Performance Quiz #4 — Of Sets and Sundry


By popular demand, here is the next exciting Performance Quiz — your chance for fame, glory and recognition or at least a few minutes of amusement anyway 🙂
 
Below are two methods for taking an array of strings in some random order, removing the duplicates from the array and then counting up how many distinct strings there were.
 
For the test setup the number of strings is the input “cStrings” — we make the strings “0”, “1”, and so forth up to cStrings as our test strings and then set “cTests” to be 5 times the number of strings.  “testOrder” is an array of cTests random numbers in the range [0, cStrings-1]
 
The questions are:
 
Q1: What is the time complexity of each algorithm?
Q2: The space usage?
Q3: Is the ListDictionary ever faster than the hashtable or smaller?  If so, for what values of “cStrings” is this true?
 
 
    static int TestViaListDictionary()
    {
        ListDictionary t = new ListDictionary();
 
        int i;
 
        for (i = 0; i < cTests; i++)
        {
            String key = testString[testOrder[i]];
           
            if (!t.Contains(key))
                t.Add(key, key);
        }
 
        int count = 0;
        foreach (Object k in t) count++;
           
        return count;
    }
 
    static int TestViaHashtable()
    {
        Hashtable t = new Hashtable();
 
        int i;
 
        for (i = 0; i < cTests; i++)
        {
            String key = testString[testOrder[i]];
           
            if (!t.ContainsKey(key))
                t.Add(key, key);
        }
 
        int count = 0;
        foreach (Object k in t) count++;
           
        return count;
    }
 
The specific initialization code looks like this:
 
    static String[] testString;
    static int[] testOrder;
 
    static int cStrings;
    static int cTests;
    static void InitializeTest()
    {
        int i;
 
        testString = new String[cStrings];
 
        for (i = 0; i < cStrings; i++)
            testString[i] = i.ToString();
 
        testOrder= new int[cTests];
 
        Random r = new Random();
 
        for (i= 0; i < cTests; i++)
            testOrder[i] = r.Next() % cStrings;
    }
Comments (20)

  1. IlkkaP says:

    I take my chanches:

    Q1. What is the time complexity of each algorithm?
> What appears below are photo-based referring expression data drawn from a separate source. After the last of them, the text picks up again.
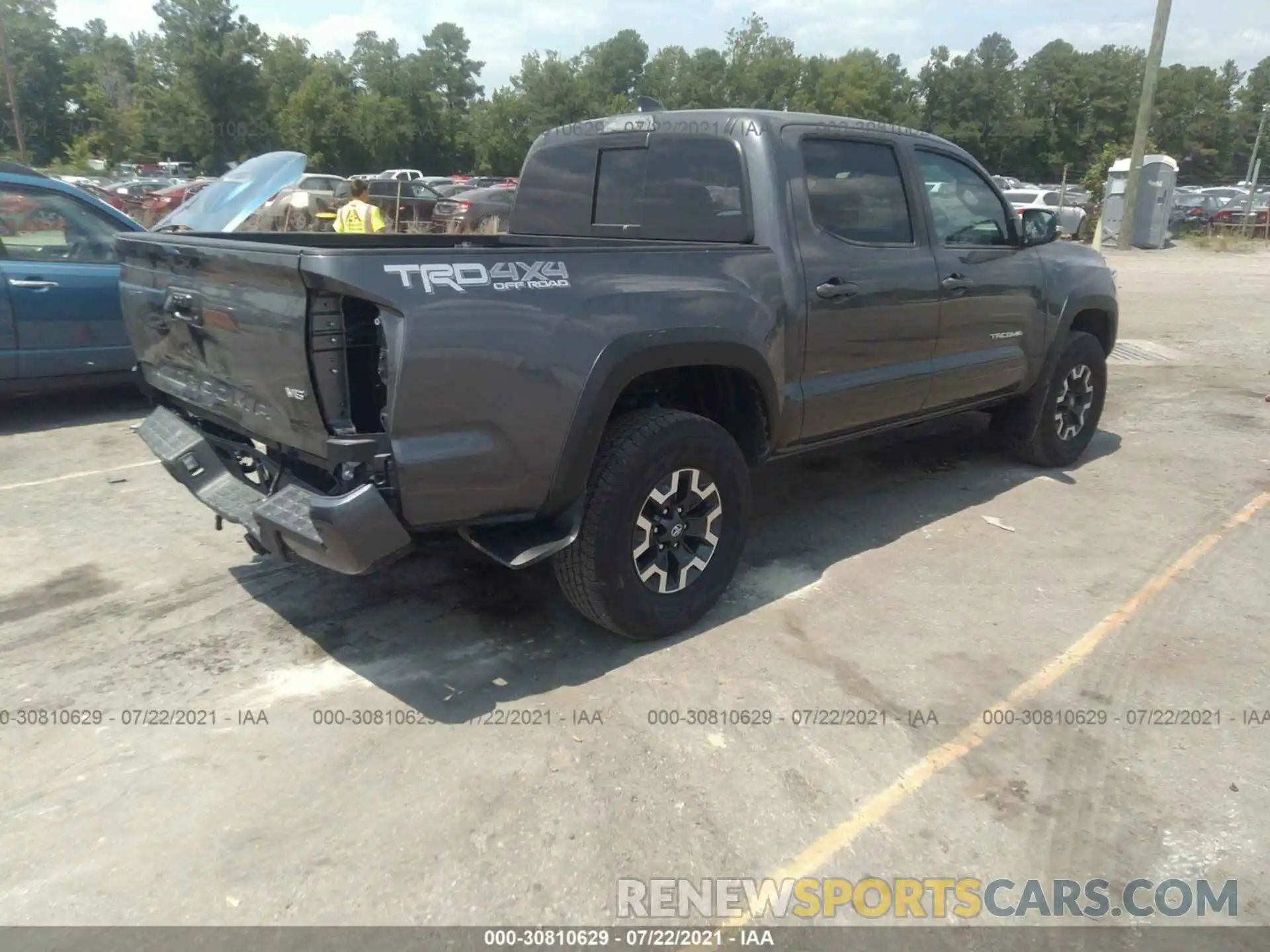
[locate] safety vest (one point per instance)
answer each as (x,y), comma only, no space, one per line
(355,216)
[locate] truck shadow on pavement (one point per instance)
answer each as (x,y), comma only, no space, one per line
(452,635)
(75,408)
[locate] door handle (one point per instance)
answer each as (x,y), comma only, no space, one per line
(185,306)
(836,288)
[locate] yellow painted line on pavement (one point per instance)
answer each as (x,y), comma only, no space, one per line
(78,475)
(818,855)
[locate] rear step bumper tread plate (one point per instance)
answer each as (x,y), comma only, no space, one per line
(352,534)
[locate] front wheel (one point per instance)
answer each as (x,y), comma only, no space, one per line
(1053,426)
(666,518)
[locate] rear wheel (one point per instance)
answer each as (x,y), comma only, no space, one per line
(1054,423)
(666,518)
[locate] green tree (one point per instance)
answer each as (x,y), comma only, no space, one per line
(40,79)
(210,103)
(860,84)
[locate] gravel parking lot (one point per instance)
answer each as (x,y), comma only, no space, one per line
(873,582)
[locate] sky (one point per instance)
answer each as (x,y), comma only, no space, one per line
(1201,32)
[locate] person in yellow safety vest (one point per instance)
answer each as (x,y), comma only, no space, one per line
(357,212)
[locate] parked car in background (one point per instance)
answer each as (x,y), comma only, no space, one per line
(407,175)
(405,205)
(157,205)
(1071,215)
(489,180)
(1193,208)
(99,193)
(450,190)
(1234,212)
(474,210)
(130,193)
(1224,192)
(298,206)
(60,320)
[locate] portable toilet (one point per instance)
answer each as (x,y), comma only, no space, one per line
(1158,177)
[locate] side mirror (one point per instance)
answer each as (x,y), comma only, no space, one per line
(1039,226)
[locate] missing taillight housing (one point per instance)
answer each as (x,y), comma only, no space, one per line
(367,364)
(349,371)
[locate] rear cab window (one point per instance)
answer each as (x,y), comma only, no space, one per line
(857,192)
(679,188)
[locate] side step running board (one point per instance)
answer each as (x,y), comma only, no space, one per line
(524,543)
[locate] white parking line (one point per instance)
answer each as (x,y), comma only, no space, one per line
(78,475)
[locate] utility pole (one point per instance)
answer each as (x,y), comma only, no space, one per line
(1256,143)
(1062,198)
(13,92)
(1254,169)
(1250,221)
(1140,134)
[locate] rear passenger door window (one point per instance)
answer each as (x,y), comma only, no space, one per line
(857,192)
(968,211)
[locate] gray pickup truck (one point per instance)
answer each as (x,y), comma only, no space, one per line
(681,298)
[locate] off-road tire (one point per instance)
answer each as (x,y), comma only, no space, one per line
(597,573)
(1027,429)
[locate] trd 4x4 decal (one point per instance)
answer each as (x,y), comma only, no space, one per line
(502,276)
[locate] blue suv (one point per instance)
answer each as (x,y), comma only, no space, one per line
(60,321)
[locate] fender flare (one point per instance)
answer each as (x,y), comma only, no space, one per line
(1078,302)
(621,362)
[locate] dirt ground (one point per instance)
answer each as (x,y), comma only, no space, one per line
(873,582)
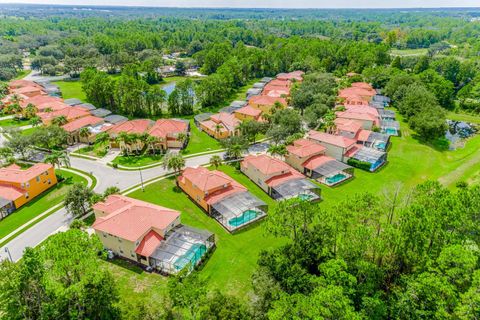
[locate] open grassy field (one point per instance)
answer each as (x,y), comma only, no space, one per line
(71,89)
(40,204)
(232,264)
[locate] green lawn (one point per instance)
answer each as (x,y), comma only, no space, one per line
(40,204)
(71,89)
(137,161)
(234,260)
(463,117)
(13,123)
(409,52)
(200,141)
(232,264)
(22,74)
(95,150)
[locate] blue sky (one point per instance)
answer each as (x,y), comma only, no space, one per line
(267,3)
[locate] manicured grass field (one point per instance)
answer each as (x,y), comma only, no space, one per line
(13,123)
(233,262)
(463,117)
(71,89)
(137,161)
(200,141)
(231,266)
(40,204)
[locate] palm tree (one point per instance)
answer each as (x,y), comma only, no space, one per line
(218,127)
(216,161)
(102,137)
(35,121)
(59,121)
(151,142)
(182,137)
(174,161)
(58,158)
(123,139)
(277,149)
(30,111)
(84,133)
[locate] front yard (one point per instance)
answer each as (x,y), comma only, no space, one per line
(40,204)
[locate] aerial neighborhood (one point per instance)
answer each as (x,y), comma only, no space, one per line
(183,163)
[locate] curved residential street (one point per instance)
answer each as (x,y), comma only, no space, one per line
(106,177)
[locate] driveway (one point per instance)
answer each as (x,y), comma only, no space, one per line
(106,177)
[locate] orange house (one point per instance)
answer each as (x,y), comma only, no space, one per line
(221,197)
(266,103)
(19,186)
(248,113)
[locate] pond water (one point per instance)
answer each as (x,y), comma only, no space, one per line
(169,87)
(457,131)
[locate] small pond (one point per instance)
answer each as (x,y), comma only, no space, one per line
(458,131)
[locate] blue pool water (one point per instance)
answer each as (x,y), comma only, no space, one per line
(304,196)
(391,131)
(244,218)
(381,145)
(192,256)
(336,178)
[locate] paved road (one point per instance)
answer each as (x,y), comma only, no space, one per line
(106,177)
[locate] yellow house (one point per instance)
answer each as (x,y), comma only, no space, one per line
(18,186)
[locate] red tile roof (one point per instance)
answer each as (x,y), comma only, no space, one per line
(297,75)
(149,243)
(363,135)
(207,180)
(167,127)
(348,125)
(317,161)
(15,174)
(268,166)
(132,126)
(267,101)
(305,148)
(249,111)
(335,140)
(70,113)
(39,100)
(10,192)
(81,123)
(54,105)
(130,219)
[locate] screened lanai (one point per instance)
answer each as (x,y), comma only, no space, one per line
(375,157)
(238,210)
(332,172)
(297,188)
(184,247)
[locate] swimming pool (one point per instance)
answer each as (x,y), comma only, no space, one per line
(381,145)
(192,256)
(305,196)
(391,131)
(244,218)
(336,178)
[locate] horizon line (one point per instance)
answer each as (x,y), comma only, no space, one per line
(250,8)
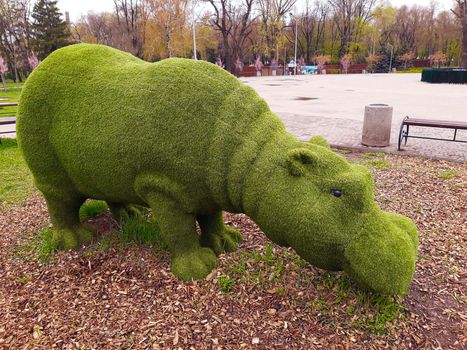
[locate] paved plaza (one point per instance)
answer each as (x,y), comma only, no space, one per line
(333,106)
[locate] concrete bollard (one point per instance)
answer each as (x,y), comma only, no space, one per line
(377,125)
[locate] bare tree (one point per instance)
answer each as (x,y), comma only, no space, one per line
(461,14)
(15,35)
(349,16)
(233,20)
(272,13)
(311,29)
(131,19)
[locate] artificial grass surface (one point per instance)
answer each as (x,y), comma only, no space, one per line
(189,140)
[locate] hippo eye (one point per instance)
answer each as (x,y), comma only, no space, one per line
(336,193)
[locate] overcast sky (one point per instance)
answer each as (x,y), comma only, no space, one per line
(78,7)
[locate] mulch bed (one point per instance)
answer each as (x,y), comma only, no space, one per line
(126,297)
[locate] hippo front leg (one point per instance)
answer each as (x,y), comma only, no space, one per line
(217,236)
(178,230)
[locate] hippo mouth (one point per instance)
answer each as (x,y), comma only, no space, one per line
(382,257)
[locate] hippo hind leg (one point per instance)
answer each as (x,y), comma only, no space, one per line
(123,212)
(217,236)
(63,206)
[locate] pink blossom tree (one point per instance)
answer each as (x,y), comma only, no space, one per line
(33,61)
(321,61)
(346,61)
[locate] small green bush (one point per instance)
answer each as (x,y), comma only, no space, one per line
(92,209)
(142,231)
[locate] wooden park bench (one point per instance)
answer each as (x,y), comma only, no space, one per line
(7,121)
(429,123)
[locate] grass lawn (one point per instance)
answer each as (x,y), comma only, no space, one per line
(11,94)
(16,180)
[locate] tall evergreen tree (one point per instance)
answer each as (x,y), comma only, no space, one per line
(49,31)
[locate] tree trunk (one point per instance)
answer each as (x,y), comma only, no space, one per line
(464,42)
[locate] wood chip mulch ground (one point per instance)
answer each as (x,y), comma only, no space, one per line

    ListDictionary is inherently O(N) complexity, and HashTable should be near O(1).

    Q2: The space usage?

    I guess ListDictionary uses less space, it’s key should be smaller than the hashtables and uses less resources since it is less complex.
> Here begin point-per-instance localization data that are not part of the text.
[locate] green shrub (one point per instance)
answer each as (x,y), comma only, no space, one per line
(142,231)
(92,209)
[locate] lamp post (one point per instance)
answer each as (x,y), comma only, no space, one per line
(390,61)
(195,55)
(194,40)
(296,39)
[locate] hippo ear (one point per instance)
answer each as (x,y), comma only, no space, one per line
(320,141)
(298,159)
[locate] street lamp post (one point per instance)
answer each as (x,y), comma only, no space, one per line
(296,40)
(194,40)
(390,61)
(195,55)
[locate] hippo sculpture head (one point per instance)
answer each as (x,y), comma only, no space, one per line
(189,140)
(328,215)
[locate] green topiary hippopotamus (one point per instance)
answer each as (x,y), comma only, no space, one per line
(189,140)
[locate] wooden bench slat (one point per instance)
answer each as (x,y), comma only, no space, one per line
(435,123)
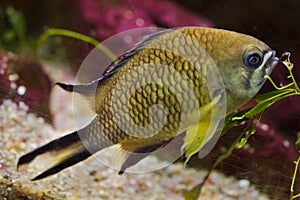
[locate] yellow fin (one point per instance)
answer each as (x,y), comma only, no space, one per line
(198,135)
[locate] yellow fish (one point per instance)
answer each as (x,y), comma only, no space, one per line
(167,85)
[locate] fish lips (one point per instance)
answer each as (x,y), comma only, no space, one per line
(271,62)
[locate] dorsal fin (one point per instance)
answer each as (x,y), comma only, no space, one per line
(90,88)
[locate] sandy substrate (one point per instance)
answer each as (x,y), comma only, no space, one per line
(21,132)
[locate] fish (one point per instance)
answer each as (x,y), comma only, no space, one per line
(165,86)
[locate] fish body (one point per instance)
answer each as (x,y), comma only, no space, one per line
(164,86)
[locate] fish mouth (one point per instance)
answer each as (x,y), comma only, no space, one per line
(271,61)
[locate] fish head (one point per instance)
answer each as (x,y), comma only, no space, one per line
(243,67)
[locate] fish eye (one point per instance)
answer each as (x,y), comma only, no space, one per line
(253,60)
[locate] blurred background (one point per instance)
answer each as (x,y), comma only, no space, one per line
(269,162)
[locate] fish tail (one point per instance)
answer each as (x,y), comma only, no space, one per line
(59,154)
(83,89)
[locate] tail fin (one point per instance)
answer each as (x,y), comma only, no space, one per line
(59,154)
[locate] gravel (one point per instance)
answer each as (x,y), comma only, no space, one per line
(22,131)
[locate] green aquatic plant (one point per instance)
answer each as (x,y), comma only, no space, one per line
(263,101)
    Q3: Is the ListDictionary ever faster than the hashtable or smaller? If so, for what values of "cStrings" is this true?
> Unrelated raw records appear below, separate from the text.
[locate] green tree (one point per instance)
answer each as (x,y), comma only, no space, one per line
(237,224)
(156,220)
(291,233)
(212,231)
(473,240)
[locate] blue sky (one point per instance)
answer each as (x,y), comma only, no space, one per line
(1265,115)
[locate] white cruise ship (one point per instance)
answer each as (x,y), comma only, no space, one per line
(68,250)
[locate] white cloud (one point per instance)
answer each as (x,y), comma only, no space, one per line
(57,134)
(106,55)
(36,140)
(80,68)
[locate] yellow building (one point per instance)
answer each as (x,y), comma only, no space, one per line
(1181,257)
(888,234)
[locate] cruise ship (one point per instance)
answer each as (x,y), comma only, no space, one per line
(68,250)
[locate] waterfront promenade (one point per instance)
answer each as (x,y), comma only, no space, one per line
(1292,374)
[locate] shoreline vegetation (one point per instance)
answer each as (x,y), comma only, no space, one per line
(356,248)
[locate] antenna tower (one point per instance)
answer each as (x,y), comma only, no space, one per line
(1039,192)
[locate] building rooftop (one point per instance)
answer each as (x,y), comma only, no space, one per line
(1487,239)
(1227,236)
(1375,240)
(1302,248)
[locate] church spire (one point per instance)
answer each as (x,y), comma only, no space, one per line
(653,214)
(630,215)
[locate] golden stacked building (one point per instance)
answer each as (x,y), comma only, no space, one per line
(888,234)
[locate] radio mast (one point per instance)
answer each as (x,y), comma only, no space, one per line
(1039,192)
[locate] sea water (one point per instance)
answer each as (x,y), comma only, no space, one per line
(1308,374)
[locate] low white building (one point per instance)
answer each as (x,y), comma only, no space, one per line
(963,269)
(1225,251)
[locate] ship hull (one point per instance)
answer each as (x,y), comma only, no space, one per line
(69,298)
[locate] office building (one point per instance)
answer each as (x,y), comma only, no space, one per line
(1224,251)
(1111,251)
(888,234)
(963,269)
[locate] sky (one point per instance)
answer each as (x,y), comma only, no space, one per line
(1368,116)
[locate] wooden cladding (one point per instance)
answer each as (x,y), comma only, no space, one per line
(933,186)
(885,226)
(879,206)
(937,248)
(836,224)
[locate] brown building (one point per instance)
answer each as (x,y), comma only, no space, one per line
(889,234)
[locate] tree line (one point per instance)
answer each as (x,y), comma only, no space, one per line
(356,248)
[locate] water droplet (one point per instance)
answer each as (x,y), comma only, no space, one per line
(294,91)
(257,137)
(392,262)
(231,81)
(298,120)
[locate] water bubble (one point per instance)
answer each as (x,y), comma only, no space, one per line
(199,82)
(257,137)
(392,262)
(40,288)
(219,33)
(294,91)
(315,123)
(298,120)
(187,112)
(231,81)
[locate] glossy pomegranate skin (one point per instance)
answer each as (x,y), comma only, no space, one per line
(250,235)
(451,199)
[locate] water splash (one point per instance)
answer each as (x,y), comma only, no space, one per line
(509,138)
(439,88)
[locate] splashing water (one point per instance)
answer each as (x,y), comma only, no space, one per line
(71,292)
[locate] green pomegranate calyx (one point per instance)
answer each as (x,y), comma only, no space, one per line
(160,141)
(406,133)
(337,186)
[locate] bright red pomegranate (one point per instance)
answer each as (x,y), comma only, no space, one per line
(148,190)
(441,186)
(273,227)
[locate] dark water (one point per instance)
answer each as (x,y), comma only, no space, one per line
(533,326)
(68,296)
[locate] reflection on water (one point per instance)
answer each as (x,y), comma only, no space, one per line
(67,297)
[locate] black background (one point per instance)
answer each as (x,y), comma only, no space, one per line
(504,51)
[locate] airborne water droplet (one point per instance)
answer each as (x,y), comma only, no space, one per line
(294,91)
    Hashtable has much more overhead (calc/recalc hash, for example) so ListDictionary should be faster until some break-even with hashcalc. Maybe cStrings<20?

  2. Eric Wilson says:

    Question 1:

    ListDictionary is O(N^2), because the call to "Contains" is a linear search, and Contains is called cTests times.

    HashTable is O(N), because ContainsKey for a hashtable is a O(1) operation.

    Question 2: Both are pretty close for small values. For larger values, ListDictionary would use less space because when the number of elements in the list reaches the total elements, in list doubles in size.

    Compare this to Hashtable, which must increase in size to the next largest PRIME bucket size. Also, Hashtables by their nature never use up all of the buckets they have allocated, so they are almost always going to use more space for the same amount of data.

    Question 3: According to the documentation, ListDictionary is faster for values of cTests < ~10. This is probably do to the fact it is faster to simply walk the list instead of during all the bucket lookups that a hashtable would require.

  3. Ryan Heath says:

    Didnt know ListDictionary, but if it behave like a linked list then:

    A1:

    ListDictionary

    checking:

    on the average O(N)

    counting:

    O(N)

    Hashtable

    checking:

    on the average O(1)

    counting:

    O(N)

    A2:

    since we always test 5 times cStrings

    the probability of having all available chars

    in both container is near 100%

    (cStrings^(5*cStrings) – cStrings) / cStrings^(5*cStrings) => ~1

    Thus

    ListDictionary

    cStrings times space required for a single entry.

    Hashtable

    cStrings times space required for a single entry plus more…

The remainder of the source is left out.